Edward estaba e la cama cambiando canales sin decidirse por uno concreto, acompase mis respiraciones y me recoste del otro lado de la cama, Edward me volvió a ver de pies a cabezas poso nuevamente su mirada en la televisión, hice lo mismo, estaba viendo un canal deportivo, no le preste mucha atención ya que odiaba mucho el deporte, no fuera porque no me interesara practicarlo, si no porque era demasiado des-coordinada y torpe. Habia intentado practicar béisbol una vez pero no tuve mucho éxito, termine con un ojo morado y una muñeca torcida.

- ¿Dormirás?- pregunto Edward sin despegar la vista del televisor.

- No tengo sueño- conteste secamente.

- Yo tampoco- dijo de manera picara, yo solo tome una almohada y le pegue con ella-. Solo decia- se excuso.

- ¿Por que trabajo tuyo estamos aquí?- pregunte, el fijo su mirada en mi.

- Es un asunto que soluciono entre mañana y pasado mañana- dijo, yo solo me quede callada.

Estuvimos en silencio por un buen rato, nuestro intercambio de miradas era constante pero ninguno de los dos se atrevió a decir algo.
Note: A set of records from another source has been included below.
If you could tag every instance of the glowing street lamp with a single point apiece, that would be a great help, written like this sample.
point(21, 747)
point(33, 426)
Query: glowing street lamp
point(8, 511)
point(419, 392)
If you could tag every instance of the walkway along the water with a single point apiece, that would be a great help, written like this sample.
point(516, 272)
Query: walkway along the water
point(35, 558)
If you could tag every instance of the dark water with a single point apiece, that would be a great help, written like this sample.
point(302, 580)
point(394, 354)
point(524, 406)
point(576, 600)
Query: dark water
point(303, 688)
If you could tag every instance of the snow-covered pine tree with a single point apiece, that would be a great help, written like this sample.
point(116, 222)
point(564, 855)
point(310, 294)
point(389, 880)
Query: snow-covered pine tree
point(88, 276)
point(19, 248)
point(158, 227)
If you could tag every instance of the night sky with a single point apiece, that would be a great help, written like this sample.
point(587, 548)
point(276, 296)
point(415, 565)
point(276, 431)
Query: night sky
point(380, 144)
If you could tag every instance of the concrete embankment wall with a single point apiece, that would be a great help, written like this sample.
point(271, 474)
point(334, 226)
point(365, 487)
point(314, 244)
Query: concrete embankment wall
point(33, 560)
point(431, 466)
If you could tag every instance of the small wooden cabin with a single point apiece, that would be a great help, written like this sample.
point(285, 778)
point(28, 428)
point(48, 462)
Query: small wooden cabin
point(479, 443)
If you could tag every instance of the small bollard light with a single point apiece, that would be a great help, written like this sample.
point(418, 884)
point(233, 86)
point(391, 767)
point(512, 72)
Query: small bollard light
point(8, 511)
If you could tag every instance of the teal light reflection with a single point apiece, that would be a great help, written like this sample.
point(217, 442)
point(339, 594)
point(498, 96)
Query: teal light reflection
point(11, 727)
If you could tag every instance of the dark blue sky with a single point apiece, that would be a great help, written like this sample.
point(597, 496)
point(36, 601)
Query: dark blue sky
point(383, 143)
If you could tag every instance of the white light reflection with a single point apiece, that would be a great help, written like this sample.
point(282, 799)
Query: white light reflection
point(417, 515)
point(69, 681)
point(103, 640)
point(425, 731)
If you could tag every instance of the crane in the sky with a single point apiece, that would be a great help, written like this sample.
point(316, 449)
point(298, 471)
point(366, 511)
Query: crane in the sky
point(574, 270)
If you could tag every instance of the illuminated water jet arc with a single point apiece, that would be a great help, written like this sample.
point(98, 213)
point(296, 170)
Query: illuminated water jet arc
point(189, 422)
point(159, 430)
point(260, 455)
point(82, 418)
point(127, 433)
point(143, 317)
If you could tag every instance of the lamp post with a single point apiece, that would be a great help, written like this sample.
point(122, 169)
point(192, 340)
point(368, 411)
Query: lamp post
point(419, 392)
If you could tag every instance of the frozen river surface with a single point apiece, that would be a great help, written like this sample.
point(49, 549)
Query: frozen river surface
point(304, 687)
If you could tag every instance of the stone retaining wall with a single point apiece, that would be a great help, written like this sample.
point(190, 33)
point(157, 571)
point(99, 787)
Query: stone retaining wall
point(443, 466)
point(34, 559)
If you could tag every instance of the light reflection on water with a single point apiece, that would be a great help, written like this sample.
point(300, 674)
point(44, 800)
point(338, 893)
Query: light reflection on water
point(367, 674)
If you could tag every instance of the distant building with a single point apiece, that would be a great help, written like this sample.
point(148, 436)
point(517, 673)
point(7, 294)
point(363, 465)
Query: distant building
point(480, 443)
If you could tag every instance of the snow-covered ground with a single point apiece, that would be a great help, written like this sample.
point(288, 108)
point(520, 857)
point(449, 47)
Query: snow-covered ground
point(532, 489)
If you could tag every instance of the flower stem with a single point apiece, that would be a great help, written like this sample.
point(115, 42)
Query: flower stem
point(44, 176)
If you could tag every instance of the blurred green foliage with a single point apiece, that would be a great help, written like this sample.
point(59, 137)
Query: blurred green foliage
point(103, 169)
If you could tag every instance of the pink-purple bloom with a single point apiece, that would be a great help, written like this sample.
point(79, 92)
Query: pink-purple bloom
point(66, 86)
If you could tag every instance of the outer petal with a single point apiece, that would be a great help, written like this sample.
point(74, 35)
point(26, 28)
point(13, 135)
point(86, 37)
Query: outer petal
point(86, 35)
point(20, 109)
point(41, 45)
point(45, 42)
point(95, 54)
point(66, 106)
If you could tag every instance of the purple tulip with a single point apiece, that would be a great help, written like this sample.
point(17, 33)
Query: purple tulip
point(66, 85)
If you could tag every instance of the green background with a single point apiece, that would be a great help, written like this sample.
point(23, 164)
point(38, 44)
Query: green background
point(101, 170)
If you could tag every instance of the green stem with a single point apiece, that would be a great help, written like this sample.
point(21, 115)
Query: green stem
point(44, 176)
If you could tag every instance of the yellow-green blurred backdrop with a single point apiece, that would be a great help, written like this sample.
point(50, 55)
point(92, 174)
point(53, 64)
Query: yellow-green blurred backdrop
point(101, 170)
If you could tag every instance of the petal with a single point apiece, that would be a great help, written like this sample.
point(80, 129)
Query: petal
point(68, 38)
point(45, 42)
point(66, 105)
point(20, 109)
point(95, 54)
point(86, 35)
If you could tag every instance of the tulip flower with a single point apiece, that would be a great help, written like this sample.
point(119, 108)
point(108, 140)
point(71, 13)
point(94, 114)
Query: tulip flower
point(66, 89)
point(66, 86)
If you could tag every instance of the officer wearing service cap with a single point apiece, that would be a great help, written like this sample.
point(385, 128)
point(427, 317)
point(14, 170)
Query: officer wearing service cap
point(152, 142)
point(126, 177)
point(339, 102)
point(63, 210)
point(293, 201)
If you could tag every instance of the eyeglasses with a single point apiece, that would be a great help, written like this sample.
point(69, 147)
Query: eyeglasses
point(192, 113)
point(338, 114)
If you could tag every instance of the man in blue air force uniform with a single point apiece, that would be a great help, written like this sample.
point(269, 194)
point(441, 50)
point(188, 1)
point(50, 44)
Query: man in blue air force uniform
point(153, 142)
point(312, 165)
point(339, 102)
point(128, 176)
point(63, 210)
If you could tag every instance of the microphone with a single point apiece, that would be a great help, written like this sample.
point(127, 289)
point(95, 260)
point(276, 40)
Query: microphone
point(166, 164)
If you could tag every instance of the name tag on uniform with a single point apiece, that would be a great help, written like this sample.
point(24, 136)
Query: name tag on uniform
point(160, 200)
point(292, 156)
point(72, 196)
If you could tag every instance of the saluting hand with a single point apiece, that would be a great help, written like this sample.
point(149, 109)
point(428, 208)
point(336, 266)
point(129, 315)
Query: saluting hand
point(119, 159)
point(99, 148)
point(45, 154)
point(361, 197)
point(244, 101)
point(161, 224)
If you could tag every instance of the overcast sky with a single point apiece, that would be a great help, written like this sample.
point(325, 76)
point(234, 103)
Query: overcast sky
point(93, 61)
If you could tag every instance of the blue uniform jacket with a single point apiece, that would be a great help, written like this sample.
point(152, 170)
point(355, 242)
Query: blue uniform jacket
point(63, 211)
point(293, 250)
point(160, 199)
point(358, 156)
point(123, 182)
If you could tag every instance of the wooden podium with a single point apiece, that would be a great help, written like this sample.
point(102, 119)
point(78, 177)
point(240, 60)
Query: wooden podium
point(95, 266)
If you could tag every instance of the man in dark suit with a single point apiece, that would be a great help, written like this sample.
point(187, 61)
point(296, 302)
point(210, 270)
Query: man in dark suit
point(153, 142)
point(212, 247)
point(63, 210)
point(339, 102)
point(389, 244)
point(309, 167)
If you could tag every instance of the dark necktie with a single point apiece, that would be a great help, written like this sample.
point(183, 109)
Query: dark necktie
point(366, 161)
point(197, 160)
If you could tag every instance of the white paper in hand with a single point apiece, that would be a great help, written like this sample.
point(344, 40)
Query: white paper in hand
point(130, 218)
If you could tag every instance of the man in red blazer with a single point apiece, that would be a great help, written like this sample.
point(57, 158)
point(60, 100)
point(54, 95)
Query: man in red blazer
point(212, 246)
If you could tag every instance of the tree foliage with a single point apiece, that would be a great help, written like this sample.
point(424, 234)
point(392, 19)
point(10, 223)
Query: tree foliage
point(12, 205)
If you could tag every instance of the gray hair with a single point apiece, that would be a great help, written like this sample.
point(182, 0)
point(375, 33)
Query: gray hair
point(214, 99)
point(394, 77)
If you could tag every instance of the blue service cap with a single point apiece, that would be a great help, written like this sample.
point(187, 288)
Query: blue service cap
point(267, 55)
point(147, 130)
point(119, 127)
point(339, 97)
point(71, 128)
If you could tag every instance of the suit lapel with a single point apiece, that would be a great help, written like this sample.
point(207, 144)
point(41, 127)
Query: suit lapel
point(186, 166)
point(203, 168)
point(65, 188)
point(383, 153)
Marcadas las once y media, Edward apago la televisión, el solo me deseo buenas noches y me dio la espalda, trate de hacer lo mismo pero no podía, daba vueltas por la cama sin tener éxito. Me senté a la orilla de la cama y empece a suspirar, me levante y mire por la ventana esperando ver algo interesante pero nada, solo miles de edificios, a pesar del parecido con Nueva York, no podía asimilar la idea de estar en una ciudad, lejos de mi hogar y con Edward.

- ¿Bella?- cuestiono Edward sentándose a la orilla de la cama-. ¿Que te pasa?

- Nada- conteste-, solo que no estoy acostumbrada a estar lejos de mi hogar.

- ¿Que nunca has salido de Forks?

- No- dije-, cuando murió mi mama, mi papa se deprimió mucho y casi no salíamos- explique-, ni siquiera íbamos a visitar a mis tíos en... Arizona- de pronto recordé, tenia parientes en Arizona, tíos que se podían responsabilizar de mi. Tenia esperanza, esperanza para no casarme a mis escasos diez y seis.

- ¿Bella?- dijo tomándome de los hombros-, ¿que te pasa?

- Tengo tíos en Arizona, Edward. Me puedo quedar con ellos- conteste, el no se veía muy convencido-, ayúdame a contactarlos, por favor.

- Bella, no puedo. Te necesito- contesto firmemente-, debo ver a Carlie y nadie me lo va a impedir.

- Edward, por favor.

- No, Bella- dijo firmemente-. No hasta que vea a Carlie.

- Pero, Edward...

- No, Bella- concluyo-. Mira, cuando vea a Carlie, te ayudare, te dejare en paz, no me veras y te compensare todo, te lo prometo, pero déjame volver a verla, Bella. Incluso haré lo que quieras, lo que se te ocurra.

- ¿Lo que sea?

- Cualquier cosa- afirmo.

- Duerme en el sofá- dije.

- ¿Por que quieres que duerma en el sofá?- cuestiono, suspire, de cualquier forma merecía que le dijera la verdad.

- Mira, no te ofendas pero, eres medio bipolar y me da miedo dormir contigo.

Edward solo se quedo pensando, haciendo que me preocupara, concluyo con un buenas noches y se acerco a mi para dejar un beso en mi frente, tomo una almohada de la cama y se fue a la sala. Yo me quede parada durante cinco minutos en lo que procesaba lo sucedido, observe el cuerpo de Edward recostado en el pequeño sofá, camine a la cama y me acosté. ¿Le habria dolido lo que le dije?. Me da miedo dormir contigo. Tal vez. Para cuando me di cuenta yo también dormía, dormía en una cama vacía.